The interludes highlighting Beckett’s mind are standout moments in the film thanks to the strength of McHattie’s performance. Alternatively, they provide a relief from the somewhat stilted conversations between Beckett and Susser, which never really shake their on-the-nose methodology for exploring Beckett via Paul. (The annoying and repetitive score doesn`t help, either.) The café scenes work best for introducing Billie (Linda Smith), presumably named for Beckett’s peer Billie Whitelaw, and her playful rapport with the writers. The meetings with the young poet, ironically, might be among the less successful scenes of the film, for Paul simply is not as interesting or engaging a character as are Beckett and Lucia.
The film abandons Lucia somewhat as it goes along only to revive her for the grand finale. Her underuse is unfortunate since Maria de Medeiros’s performance might be the best thing about the film. There’s a playful flair of theatricality to her performance, as Medeiros makes Lucia shine with an actorly self-awareness and calculated performativity. She’s playing a role with Paul, after all, and developing her own version of Beckett for her take on Krapp. Medeiros is particularly good in the film’s staging of Beckett’s plays, as her realizations of “Happy Days” and especially “Krapp’s Last Tapes” are inspired moments that honour the magic of Beckett’s work through the strange comedic bent of her performance.
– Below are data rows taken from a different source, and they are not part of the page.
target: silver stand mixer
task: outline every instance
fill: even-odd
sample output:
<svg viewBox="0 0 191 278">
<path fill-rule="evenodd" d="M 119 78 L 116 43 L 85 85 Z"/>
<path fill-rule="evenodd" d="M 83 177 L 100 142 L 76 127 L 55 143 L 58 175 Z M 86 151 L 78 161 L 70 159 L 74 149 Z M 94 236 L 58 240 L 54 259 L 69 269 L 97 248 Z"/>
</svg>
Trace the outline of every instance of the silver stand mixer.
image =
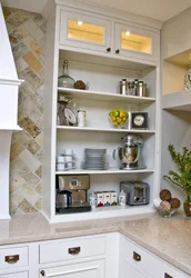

The finale, which sees Lucia make herself over in an exaggeratedly theatrical make-up job to perform “Krapp,” is easily the highlight of the film.

Meetings with a Young Poet, which is produced by Pierre Even and Marie-Claude Poulin (Rebelle, Café de Flore), offers something unique and intelligent for art-house audiences. Barichello’s film has an indescribable air of artistry thanks to the complementary performances of Stephen McHattie and Maria de Medeiros—one poetic and the other theatrical—that afford the viewer a sense of Beckett’s work, while the cinematography by Michel Le Veaux (Le démantèlement) highlights the alternative poetry and theatricality of the film. To each his own Beckett, indeed.

Rating: ★★½ (out of ★★★★★)

Meetings with a Young Poet opens in Toronto at the Canada Square on Friday, April 18.